Mai un tentativo, seppur minimo, di chiedere il voto per sé solo per evitare che possano giovarne gli altri. Mai una richiesta di fiducia contro gli avversari o per tutelare posizioni di comodo. Mai un cenno allo spavento come alibi per dire che sì, in fondo, meglio noi di loro. Ergo, una filosofia che rappresenta bene Roberta Tardani, direi che ne scolpisce l’identità di donna fiera e amante delle sfide, specie se particolarmente improbe. Una “forma mentis” ben modellata dalla frase di Nelson Mandela che ha chiuso l’evento elettorale: “Possano le tue scelte riflettere le tue speranze, non le tue paure”. Una citazione che funge da epitome per la descrizione del modello Tardani, ma anche un’antifrasi per tratteggiare le peculiarità di chi ha governato Orvieto nei decenni passati. Un periodo mesto, dove la cultura invece che elevare lo spirito e coinvolgere perfino i meno abbienti, veniva adoperata come elemento di emarginazione per coloro che non si riconoscevano nella cappa di conformismo allora imperante; dove il solo concetto di privato veniva deriso o tutt’al più sommessamente dissolto dal dibattito pubblico e dove ogni qual volta si volevano tessere relazioni sociali oppure si tentava di creare delle “condizioni politiche” queste servivano solamente per inchiodare la città allo “status quo” e mai per consentire un passo in avanti verso un qualche traguardo migliorativo della situazione allora contingente.

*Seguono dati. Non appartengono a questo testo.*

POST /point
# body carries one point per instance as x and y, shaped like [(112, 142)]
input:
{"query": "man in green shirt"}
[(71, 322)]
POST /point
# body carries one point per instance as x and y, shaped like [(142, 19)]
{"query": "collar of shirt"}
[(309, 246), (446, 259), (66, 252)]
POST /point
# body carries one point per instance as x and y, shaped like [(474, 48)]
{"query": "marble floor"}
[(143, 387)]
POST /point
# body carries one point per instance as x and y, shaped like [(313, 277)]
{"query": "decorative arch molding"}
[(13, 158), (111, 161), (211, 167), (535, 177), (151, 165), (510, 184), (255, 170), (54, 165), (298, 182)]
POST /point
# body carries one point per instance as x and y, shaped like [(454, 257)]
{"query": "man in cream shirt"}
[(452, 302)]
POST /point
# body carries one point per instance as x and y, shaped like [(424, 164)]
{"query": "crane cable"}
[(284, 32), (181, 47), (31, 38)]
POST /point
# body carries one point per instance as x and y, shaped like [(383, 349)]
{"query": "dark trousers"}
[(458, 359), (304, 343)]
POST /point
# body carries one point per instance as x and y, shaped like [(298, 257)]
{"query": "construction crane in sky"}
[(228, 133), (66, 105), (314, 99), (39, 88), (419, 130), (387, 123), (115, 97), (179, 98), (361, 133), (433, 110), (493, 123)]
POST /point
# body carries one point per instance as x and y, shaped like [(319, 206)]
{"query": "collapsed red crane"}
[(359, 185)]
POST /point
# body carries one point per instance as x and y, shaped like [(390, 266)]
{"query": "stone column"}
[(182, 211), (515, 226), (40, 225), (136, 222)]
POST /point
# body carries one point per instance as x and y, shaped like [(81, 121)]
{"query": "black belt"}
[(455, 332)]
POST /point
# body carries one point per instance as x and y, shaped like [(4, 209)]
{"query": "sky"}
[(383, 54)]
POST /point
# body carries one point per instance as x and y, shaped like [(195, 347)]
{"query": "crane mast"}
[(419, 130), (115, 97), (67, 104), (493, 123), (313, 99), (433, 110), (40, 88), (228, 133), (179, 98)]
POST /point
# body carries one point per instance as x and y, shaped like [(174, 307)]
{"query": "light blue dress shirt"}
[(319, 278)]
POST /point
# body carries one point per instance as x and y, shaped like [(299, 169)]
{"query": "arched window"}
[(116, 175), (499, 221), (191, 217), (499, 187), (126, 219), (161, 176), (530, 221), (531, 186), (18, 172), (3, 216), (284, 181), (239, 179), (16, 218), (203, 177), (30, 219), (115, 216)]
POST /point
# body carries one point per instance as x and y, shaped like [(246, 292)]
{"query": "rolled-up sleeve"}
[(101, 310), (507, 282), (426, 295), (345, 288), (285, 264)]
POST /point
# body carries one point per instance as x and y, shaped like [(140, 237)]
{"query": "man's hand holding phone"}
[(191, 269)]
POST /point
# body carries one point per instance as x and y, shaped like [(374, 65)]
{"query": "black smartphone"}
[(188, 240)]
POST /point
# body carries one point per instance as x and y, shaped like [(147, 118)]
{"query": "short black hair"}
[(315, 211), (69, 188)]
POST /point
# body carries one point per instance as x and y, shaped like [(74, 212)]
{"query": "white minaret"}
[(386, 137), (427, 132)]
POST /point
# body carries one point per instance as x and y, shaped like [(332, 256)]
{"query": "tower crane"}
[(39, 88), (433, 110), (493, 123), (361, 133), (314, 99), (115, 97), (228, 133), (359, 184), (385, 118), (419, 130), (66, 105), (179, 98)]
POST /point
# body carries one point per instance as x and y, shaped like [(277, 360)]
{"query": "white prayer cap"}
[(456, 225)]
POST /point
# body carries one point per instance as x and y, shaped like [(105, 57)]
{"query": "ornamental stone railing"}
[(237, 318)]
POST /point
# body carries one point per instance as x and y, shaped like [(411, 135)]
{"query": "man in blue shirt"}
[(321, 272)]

All’inizio di questo pezzo ho recuperato la memoria di Tatarella. A dirla tutta Roberta, e chi è arrivato a leggere fin qui penso lo abbia capito, presenta un altro punto di contatto con il “ministro dell’Armonia” del Governo Berlusconi, ovvero la capacità di vedere “oltre” e di raggiungere quel traguardo ambizioso tramite doti non usuali di federatrice politica, andando cioè a individuare sinergie tra i singoli partiti dove altri non riuscirebbero ad andare oltre a qualche sintesi o, per lo più, compromessi di basso profilo. Una Tardani siffatta è quanto di meglio si possa sperare per un disegno fusionista del centrodestra locale e non. Le premesse sono incoraggianti. Come quei due semplici fermagli che unendosi sublimano la loro natura di ferro e concretezza per generare un cuore pulsante di vita, di domani e di un futuro che è, indubbiamente, ma sulla strada giusta.